Two months later, HR held a forum, chaired by HRL, to announce certain clarifications to [redacted]’s FMLA policy. The request form now includes a working link to the FMLA policy, which still does not openly state that employees cannot take sick leave for recovery from childbirth. Employees can now take sick leave for a maximum of three business days after “leaving a doctor’s care” after giving birth. “Leaving a doctor’s care” is synonymous with “leaving the hospital.” After that, any paid FMLA will need to be annual leave. Since [redacted] caps annual leave accrual at six weeks, that means that employees who cannot afford to take unpaid leave will only be able to take six weeks of family leave instead of their federally mandated twelve. HRL mentioned as an aside that “things would be a bit different for employees recovering from a C-section.” So generous.

You will be shocked to hear that the updated policy was developed in part by a man who does not have children. Due to my kid’s six-month doctor’s appointment, I was not able to attend the forum, which is probably why I still have a job and you haven’t read a national news report about someone stuffing a table up a coworker’s nose sideways.

The part I try to remember most of all is that I’m lucky. I have paid sick leave in the first place, and I work for an employer that qualifies for FMLA. Even when I was freaking out and sleep-deprived, I still knew enough to figure out what my legally guaranteed options were. My child care provider was flexible enough to work with my schedule if I’d needed to change it dramatically. This is not the case for a huge number of people in this country. This does not do a whole lot to make me feel better, on balance.

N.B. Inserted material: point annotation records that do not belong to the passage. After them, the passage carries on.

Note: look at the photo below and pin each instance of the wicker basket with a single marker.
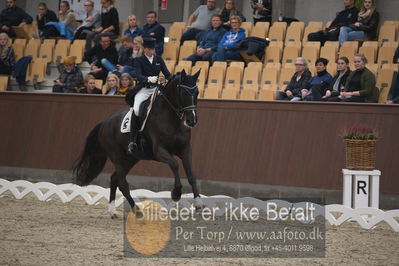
(360, 154)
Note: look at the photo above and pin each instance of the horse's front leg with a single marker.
(186, 159)
(164, 156)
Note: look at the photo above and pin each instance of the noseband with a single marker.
(181, 109)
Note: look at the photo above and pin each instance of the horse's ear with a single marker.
(196, 75)
(183, 74)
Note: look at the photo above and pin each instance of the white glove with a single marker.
(152, 79)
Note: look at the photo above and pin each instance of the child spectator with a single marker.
(111, 87)
(7, 55)
(91, 21)
(227, 48)
(133, 29)
(90, 86)
(71, 77)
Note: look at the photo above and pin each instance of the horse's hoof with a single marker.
(176, 194)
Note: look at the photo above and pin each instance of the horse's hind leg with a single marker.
(165, 157)
(186, 159)
(114, 184)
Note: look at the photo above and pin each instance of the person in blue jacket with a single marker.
(227, 48)
(133, 29)
(319, 82)
(209, 41)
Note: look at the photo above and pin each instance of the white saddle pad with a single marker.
(125, 125)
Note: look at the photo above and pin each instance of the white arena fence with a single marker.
(335, 214)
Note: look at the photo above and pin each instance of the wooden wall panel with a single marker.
(276, 143)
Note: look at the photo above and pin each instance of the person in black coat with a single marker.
(154, 30)
(105, 50)
(109, 24)
(148, 67)
(13, 16)
(365, 28)
(43, 16)
(346, 17)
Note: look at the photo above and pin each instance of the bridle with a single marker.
(181, 109)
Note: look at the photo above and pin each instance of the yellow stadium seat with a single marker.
(171, 50)
(310, 53)
(248, 94)
(233, 77)
(290, 54)
(230, 93)
(251, 78)
(385, 55)
(273, 54)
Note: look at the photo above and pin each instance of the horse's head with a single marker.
(187, 93)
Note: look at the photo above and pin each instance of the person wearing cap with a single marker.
(70, 78)
(319, 83)
(148, 66)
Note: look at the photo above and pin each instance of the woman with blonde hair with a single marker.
(7, 55)
(133, 29)
(366, 26)
(111, 86)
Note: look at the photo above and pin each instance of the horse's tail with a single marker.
(92, 160)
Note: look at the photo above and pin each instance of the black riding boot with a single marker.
(133, 135)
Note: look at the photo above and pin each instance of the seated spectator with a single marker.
(227, 48)
(199, 21)
(346, 17)
(126, 84)
(71, 77)
(209, 41)
(109, 24)
(154, 30)
(393, 95)
(7, 55)
(111, 86)
(126, 59)
(262, 10)
(90, 86)
(360, 85)
(298, 82)
(66, 25)
(44, 16)
(318, 84)
(228, 10)
(105, 50)
(365, 28)
(396, 55)
(337, 84)
(133, 29)
(92, 20)
(13, 16)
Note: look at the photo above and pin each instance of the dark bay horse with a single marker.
(166, 133)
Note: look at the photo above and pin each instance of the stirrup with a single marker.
(131, 147)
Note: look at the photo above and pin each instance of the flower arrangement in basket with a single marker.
(360, 145)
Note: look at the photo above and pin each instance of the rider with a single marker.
(147, 67)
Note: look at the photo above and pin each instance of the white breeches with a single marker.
(140, 97)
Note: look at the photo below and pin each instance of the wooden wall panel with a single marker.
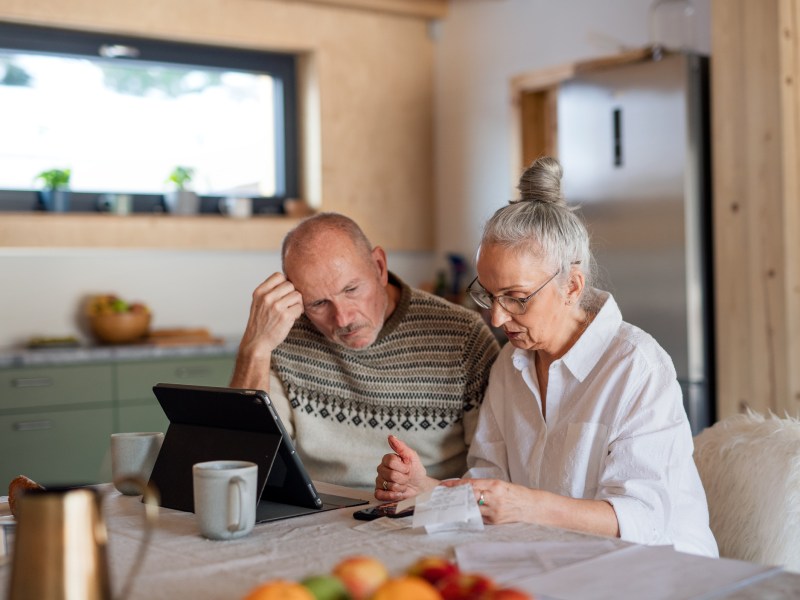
(755, 214)
(789, 17)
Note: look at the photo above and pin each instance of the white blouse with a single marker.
(616, 430)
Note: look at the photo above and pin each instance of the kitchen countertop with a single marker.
(24, 357)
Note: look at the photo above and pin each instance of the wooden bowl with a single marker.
(120, 328)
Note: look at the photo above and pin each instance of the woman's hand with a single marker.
(401, 474)
(504, 502)
(501, 501)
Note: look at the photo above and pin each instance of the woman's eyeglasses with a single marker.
(513, 306)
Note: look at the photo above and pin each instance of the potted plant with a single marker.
(55, 195)
(181, 200)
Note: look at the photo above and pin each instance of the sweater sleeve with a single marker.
(480, 352)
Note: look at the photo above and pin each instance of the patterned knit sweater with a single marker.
(422, 380)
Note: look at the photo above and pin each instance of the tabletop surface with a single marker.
(181, 563)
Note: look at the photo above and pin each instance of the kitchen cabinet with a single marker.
(56, 420)
(137, 407)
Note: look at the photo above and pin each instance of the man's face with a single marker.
(344, 290)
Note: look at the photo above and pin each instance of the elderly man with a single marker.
(349, 354)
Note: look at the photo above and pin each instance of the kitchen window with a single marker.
(122, 113)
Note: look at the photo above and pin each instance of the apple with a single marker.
(432, 568)
(464, 586)
(326, 587)
(361, 575)
(279, 589)
(406, 587)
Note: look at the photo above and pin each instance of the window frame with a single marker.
(281, 66)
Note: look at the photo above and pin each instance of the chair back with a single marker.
(750, 468)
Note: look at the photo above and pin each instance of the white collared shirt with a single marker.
(616, 430)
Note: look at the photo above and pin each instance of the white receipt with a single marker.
(446, 509)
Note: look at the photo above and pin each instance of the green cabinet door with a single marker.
(138, 409)
(57, 446)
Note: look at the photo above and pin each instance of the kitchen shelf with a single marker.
(196, 232)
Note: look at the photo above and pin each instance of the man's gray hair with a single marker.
(326, 221)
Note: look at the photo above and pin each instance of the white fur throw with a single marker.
(750, 468)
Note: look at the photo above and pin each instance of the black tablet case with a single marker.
(215, 423)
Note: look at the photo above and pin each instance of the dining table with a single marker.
(180, 563)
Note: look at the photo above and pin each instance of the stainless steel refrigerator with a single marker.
(634, 144)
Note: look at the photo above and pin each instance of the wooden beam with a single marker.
(427, 9)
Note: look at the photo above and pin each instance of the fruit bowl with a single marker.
(120, 328)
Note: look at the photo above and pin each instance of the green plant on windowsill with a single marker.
(55, 179)
(181, 177)
(181, 201)
(55, 195)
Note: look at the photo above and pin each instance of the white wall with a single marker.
(481, 45)
(42, 291)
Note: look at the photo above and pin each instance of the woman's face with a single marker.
(545, 325)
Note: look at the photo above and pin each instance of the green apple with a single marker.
(326, 587)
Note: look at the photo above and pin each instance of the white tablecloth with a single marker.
(182, 564)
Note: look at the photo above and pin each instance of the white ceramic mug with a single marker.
(239, 208)
(133, 455)
(225, 498)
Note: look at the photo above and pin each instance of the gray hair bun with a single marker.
(541, 182)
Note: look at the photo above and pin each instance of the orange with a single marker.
(406, 587)
(279, 589)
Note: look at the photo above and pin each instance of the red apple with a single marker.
(507, 594)
(361, 575)
(406, 588)
(464, 586)
(432, 568)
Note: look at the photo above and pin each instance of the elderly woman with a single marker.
(582, 425)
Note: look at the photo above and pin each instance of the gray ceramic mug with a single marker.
(133, 455)
(225, 498)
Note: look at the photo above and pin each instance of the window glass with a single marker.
(121, 120)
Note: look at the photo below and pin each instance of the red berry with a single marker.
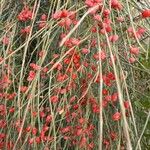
(146, 13)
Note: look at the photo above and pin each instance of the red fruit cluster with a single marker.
(25, 14)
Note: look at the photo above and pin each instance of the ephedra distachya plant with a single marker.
(74, 74)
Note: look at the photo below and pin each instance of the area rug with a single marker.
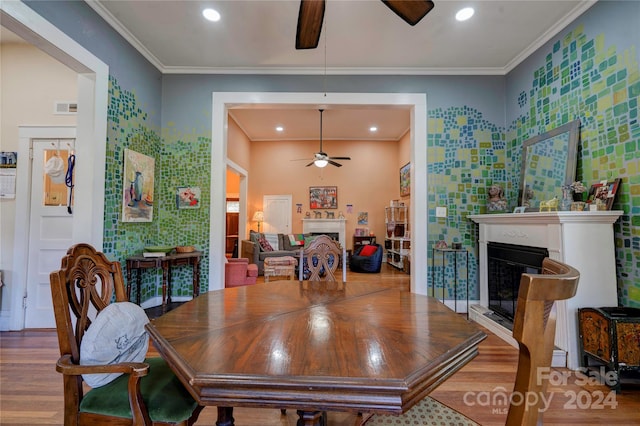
(428, 412)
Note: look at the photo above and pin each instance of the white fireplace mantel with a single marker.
(583, 240)
(326, 225)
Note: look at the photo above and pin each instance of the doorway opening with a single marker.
(416, 104)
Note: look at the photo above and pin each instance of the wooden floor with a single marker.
(31, 389)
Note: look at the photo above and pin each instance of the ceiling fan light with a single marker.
(464, 14)
(211, 15)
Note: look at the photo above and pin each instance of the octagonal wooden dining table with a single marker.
(313, 347)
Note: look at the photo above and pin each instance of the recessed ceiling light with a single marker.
(211, 15)
(464, 14)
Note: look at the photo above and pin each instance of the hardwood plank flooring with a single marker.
(31, 389)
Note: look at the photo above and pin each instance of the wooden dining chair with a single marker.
(321, 259)
(534, 329)
(147, 393)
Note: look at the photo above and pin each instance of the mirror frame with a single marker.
(573, 130)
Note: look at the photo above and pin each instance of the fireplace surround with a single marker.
(505, 264)
(583, 240)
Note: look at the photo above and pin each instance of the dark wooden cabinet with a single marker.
(362, 241)
(610, 337)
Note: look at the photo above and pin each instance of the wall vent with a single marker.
(65, 108)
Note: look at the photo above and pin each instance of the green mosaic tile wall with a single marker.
(586, 79)
(179, 162)
(185, 161)
(466, 155)
(127, 129)
(580, 78)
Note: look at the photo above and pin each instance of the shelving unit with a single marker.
(397, 243)
(362, 241)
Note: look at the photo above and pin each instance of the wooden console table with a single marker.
(165, 263)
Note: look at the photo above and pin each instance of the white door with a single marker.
(50, 225)
(277, 214)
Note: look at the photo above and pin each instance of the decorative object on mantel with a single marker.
(441, 245)
(578, 189)
(603, 194)
(496, 203)
(323, 197)
(549, 205)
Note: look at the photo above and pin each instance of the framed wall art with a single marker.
(188, 197)
(405, 180)
(323, 197)
(137, 197)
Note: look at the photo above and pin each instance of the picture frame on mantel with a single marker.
(323, 197)
(604, 191)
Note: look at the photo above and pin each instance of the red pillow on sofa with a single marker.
(368, 250)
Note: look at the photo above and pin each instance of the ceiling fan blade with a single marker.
(310, 17)
(411, 11)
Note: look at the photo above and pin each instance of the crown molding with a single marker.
(125, 33)
(550, 33)
(544, 38)
(336, 70)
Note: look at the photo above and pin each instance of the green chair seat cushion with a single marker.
(166, 399)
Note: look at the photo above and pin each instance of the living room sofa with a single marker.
(280, 243)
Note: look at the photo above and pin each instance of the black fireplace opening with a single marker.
(506, 263)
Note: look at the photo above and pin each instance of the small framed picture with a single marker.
(323, 197)
(595, 189)
(405, 180)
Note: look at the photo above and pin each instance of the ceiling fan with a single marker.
(311, 15)
(321, 158)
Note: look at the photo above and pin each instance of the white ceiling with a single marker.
(358, 37)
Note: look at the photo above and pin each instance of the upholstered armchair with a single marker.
(239, 272)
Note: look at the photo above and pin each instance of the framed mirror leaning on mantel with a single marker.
(549, 161)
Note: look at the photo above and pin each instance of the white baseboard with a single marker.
(4, 320)
(460, 307)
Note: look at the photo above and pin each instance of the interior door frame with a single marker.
(91, 139)
(415, 103)
(288, 198)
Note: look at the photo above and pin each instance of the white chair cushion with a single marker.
(116, 335)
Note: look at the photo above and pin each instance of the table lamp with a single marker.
(258, 217)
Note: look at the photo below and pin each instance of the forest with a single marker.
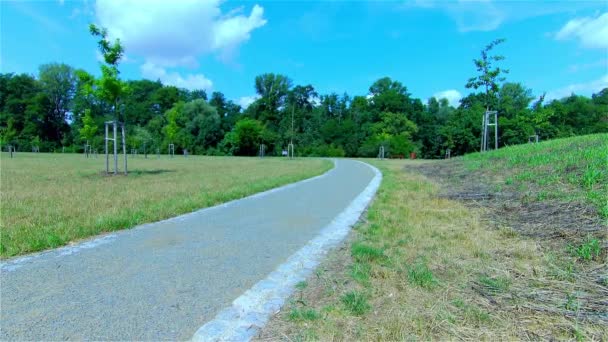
(64, 109)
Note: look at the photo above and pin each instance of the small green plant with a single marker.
(356, 303)
(365, 253)
(588, 250)
(571, 302)
(496, 284)
(360, 272)
(303, 315)
(421, 275)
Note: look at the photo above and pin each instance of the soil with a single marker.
(552, 224)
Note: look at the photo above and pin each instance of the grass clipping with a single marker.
(427, 267)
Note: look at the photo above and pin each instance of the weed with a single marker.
(495, 284)
(588, 250)
(303, 315)
(360, 272)
(572, 303)
(365, 253)
(302, 285)
(419, 274)
(356, 303)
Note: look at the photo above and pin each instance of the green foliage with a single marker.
(246, 137)
(303, 315)
(489, 76)
(494, 284)
(356, 303)
(365, 253)
(420, 274)
(89, 127)
(588, 250)
(330, 125)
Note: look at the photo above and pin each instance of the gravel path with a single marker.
(162, 281)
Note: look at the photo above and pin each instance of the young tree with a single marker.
(489, 76)
(88, 130)
(171, 129)
(109, 87)
(58, 83)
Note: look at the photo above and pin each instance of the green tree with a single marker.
(89, 129)
(246, 137)
(109, 86)
(489, 75)
(171, 129)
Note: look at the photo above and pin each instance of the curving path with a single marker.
(164, 280)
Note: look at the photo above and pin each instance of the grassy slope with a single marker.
(48, 200)
(425, 267)
(572, 169)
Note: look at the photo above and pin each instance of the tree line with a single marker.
(65, 108)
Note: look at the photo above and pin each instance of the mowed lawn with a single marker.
(49, 200)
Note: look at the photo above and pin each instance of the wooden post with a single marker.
(107, 152)
(124, 146)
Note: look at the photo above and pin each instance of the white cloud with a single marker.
(586, 66)
(487, 15)
(190, 81)
(245, 101)
(592, 32)
(175, 33)
(579, 89)
(453, 96)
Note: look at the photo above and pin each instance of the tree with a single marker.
(109, 87)
(489, 75)
(203, 124)
(171, 129)
(88, 130)
(246, 137)
(273, 90)
(58, 82)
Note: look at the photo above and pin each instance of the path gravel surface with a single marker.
(164, 280)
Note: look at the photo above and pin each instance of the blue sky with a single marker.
(337, 46)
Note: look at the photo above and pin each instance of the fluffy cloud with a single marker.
(453, 96)
(245, 101)
(579, 88)
(592, 32)
(190, 81)
(175, 33)
(488, 15)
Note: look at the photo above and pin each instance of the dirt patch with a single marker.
(568, 287)
(568, 222)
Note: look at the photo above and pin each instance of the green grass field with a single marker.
(422, 266)
(572, 169)
(49, 200)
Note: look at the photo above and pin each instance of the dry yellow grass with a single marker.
(429, 268)
(48, 200)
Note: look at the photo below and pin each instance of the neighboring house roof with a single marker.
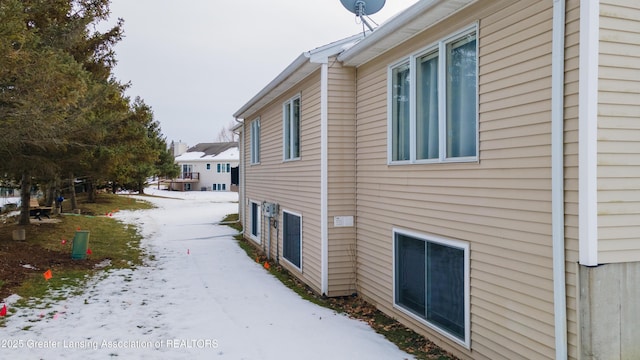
(211, 152)
(300, 68)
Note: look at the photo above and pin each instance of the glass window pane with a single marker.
(287, 130)
(255, 141)
(410, 274)
(427, 107)
(400, 113)
(461, 97)
(295, 129)
(445, 288)
(255, 218)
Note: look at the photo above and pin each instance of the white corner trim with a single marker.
(588, 132)
(324, 174)
(557, 179)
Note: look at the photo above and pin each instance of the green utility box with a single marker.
(80, 245)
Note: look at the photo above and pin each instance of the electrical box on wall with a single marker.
(343, 221)
(270, 209)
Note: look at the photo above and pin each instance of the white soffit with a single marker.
(416, 19)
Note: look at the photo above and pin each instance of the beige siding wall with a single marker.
(295, 185)
(501, 206)
(572, 46)
(341, 179)
(619, 132)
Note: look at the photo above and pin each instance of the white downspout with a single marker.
(241, 177)
(588, 132)
(557, 178)
(324, 173)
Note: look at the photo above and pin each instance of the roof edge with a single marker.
(288, 71)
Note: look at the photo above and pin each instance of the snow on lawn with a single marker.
(200, 298)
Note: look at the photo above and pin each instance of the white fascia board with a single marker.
(298, 70)
(412, 21)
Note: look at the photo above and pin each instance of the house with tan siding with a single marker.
(472, 168)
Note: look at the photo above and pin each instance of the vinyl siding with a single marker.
(341, 179)
(294, 185)
(619, 132)
(501, 205)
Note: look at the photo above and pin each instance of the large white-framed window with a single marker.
(224, 168)
(291, 128)
(433, 103)
(255, 215)
(292, 238)
(255, 141)
(431, 282)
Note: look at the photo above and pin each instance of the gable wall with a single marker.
(619, 132)
(294, 185)
(341, 178)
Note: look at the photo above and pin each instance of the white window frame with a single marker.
(255, 142)
(441, 48)
(283, 236)
(255, 237)
(288, 128)
(462, 245)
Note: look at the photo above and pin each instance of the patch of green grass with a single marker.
(405, 338)
(108, 239)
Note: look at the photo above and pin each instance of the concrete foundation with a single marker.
(610, 312)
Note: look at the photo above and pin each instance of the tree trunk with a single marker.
(72, 190)
(25, 198)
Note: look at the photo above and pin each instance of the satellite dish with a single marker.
(363, 8)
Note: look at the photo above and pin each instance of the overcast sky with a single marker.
(196, 62)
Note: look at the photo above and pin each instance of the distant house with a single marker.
(470, 167)
(207, 167)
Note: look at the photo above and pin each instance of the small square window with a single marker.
(431, 282)
(292, 239)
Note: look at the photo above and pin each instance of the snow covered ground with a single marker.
(200, 298)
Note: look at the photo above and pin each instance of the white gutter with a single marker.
(324, 177)
(588, 132)
(557, 178)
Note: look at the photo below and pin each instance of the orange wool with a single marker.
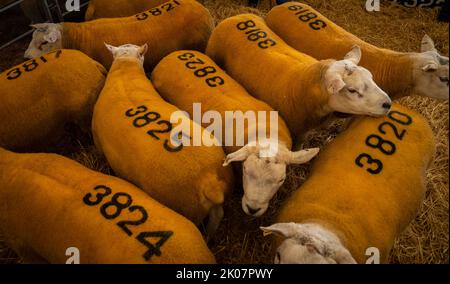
(177, 83)
(39, 97)
(131, 125)
(270, 70)
(365, 194)
(310, 32)
(185, 25)
(49, 203)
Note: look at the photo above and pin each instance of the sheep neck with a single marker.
(307, 99)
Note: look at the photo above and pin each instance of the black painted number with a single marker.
(119, 202)
(103, 191)
(377, 142)
(153, 249)
(255, 34)
(375, 166)
(196, 64)
(143, 218)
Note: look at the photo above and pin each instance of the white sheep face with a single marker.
(352, 88)
(263, 176)
(46, 38)
(129, 51)
(308, 244)
(430, 72)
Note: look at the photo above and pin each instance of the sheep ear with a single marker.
(312, 248)
(427, 44)
(111, 48)
(354, 55)
(343, 256)
(53, 36)
(42, 26)
(335, 84)
(286, 230)
(240, 155)
(143, 49)
(303, 156)
(430, 67)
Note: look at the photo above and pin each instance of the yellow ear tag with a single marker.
(267, 233)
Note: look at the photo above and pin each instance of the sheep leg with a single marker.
(215, 216)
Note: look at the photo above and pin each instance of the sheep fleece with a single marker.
(176, 80)
(189, 180)
(308, 31)
(367, 203)
(39, 96)
(49, 203)
(118, 8)
(270, 70)
(185, 24)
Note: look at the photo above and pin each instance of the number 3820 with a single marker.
(386, 147)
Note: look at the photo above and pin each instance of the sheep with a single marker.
(302, 89)
(180, 80)
(38, 98)
(189, 180)
(49, 203)
(364, 189)
(119, 8)
(399, 74)
(162, 28)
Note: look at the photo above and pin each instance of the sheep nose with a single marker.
(387, 105)
(253, 211)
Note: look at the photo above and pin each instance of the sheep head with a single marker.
(47, 37)
(308, 244)
(430, 74)
(129, 51)
(351, 88)
(263, 175)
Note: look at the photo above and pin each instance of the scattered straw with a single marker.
(239, 239)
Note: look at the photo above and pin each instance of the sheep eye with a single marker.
(42, 44)
(351, 90)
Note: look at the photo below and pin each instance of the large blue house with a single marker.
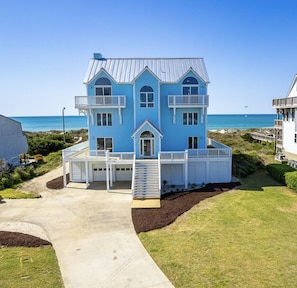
(147, 123)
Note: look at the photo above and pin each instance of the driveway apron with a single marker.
(93, 236)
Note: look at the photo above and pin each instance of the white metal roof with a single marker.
(125, 70)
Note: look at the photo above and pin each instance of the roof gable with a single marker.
(291, 92)
(167, 70)
(147, 125)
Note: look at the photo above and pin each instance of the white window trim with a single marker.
(106, 119)
(188, 118)
(105, 143)
(146, 103)
(103, 86)
(193, 142)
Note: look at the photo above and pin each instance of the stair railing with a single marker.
(133, 174)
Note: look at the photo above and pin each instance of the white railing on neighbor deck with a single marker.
(116, 156)
(115, 101)
(288, 102)
(172, 156)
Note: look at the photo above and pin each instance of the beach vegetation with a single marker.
(248, 155)
(245, 236)
(291, 180)
(278, 171)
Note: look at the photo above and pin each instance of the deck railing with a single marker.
(175, 101)
(80, 152)
(278, 123)
(114, 101)
(288, 102)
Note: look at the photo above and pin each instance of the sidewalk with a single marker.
(92, 234)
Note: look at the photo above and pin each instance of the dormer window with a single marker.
(103, 87)
(190, 86)
(146, 97)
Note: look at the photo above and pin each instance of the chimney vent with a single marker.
(98, 56)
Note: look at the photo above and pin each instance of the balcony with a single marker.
(93, 102)
(289, 102)
(278, 124)
(187, 101)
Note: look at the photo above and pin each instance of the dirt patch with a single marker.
(173, 205)
(16, 239)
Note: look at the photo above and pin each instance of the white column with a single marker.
(186, 169)
(87, 173)
(107, 168)
(64, 170)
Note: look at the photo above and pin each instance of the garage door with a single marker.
(123, 173)
(99, 173)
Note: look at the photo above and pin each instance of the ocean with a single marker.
(215, 122)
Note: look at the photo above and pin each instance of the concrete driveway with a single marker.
(91, 231)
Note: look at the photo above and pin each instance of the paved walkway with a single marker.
(91, 232)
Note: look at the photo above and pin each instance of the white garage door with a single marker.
(99, 173)
(123, 173)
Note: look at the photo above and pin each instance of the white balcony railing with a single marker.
(289, 102)
(176, 101)
(278, 124)
(114, 101)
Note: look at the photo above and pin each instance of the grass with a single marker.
(11, 193)
(29, 267)
(242, 238)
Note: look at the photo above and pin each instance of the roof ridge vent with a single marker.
(98, 56)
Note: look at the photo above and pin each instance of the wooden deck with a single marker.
(262, 137)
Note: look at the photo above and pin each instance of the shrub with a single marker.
(277, 171)
(6, 182)
(21, 171)
(38, 158)
(291, 180)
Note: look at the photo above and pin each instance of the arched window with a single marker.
(146, 97)
(103, 87)
(190, 86)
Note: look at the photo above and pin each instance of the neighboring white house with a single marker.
(286, 123)
(13, 142)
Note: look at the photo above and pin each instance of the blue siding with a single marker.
(175, 135)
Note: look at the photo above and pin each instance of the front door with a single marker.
(147, 145)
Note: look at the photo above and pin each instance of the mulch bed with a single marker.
(57, 183)
(175, 204)
(15, 239)
(172, 206)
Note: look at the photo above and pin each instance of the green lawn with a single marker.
(11, 193)
(29, 267)
(242, 238)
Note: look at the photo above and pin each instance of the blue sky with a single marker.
(249, 47)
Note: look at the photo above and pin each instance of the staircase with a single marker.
(146, 180)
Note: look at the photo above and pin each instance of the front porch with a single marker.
(170, 171)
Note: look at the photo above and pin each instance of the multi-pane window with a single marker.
(193, 142)
(146, 97)
(104, 144)
(104, 119)
(190, 118)
(190, 86)
(103, 87)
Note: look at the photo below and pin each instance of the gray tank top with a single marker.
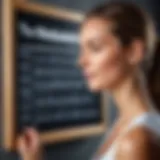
(151, 120)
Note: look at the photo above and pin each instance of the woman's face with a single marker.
(102, 58)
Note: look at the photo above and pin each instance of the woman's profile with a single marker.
(118, 46)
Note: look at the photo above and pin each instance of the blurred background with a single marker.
(86, 147)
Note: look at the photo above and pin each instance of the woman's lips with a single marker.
(87, 75)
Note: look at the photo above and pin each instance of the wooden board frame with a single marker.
(9, 78)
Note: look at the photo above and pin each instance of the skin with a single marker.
(108, 66)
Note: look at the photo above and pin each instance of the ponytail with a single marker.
(153, 77)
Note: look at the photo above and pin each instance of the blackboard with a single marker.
(49, 90)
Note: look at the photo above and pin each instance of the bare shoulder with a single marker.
(139, 144)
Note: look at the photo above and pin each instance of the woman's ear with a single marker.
(135, 53)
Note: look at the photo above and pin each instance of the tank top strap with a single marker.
(151, 120)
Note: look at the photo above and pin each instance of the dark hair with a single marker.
(131, 22)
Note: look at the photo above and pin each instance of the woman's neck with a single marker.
(132, 97)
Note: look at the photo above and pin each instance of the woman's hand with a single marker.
(29, 146)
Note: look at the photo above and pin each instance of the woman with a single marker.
(117, 42)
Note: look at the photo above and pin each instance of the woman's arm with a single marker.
(139, 144)
(29, 146)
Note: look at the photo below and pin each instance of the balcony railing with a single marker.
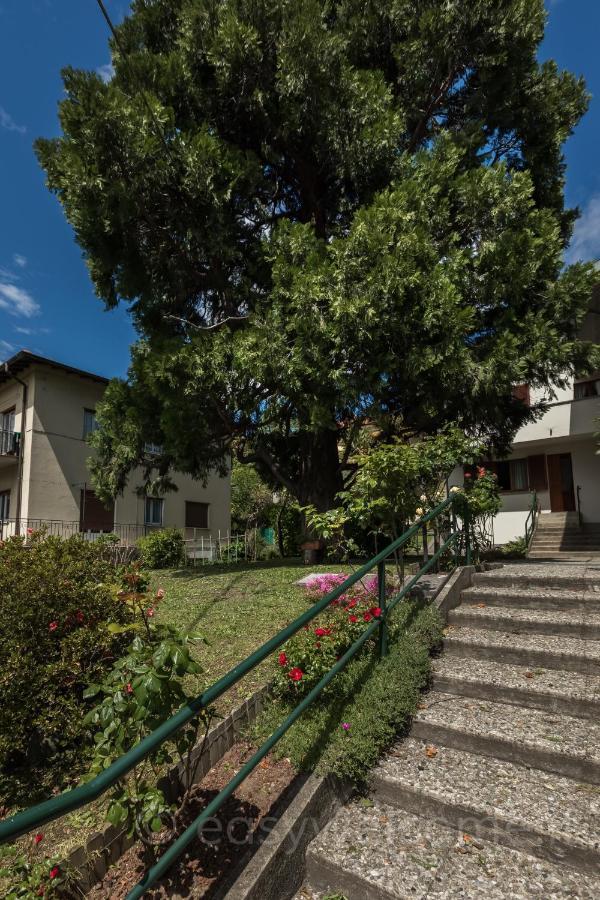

The takeaway from all of this: employers in the U.S. do not care about mothers of young children at all, unless we’re consumers of their products. It might be more accurate to say that they view us as horrible useless burdens who need to be ushered back to full-time work as swiftly as possible. They will do anything in their power to keep employees from exercising their federally guaranteed rights to twelve weeks of MOTHERFUCKING UNPAID LEAVE, up to and including forcing employees to give up paid sick leave. If you are planning on taking FMLA any time in the near future and you intend to use paid leave, double and triple-check your employer’s policy. Do not assume anything, or you may find yourself crying as if your heart would break while sitting on your kitchen floor with no idea how you got there.

Karen W. is a Duke City denizen with opinions about pop culture, gender, and ice cream.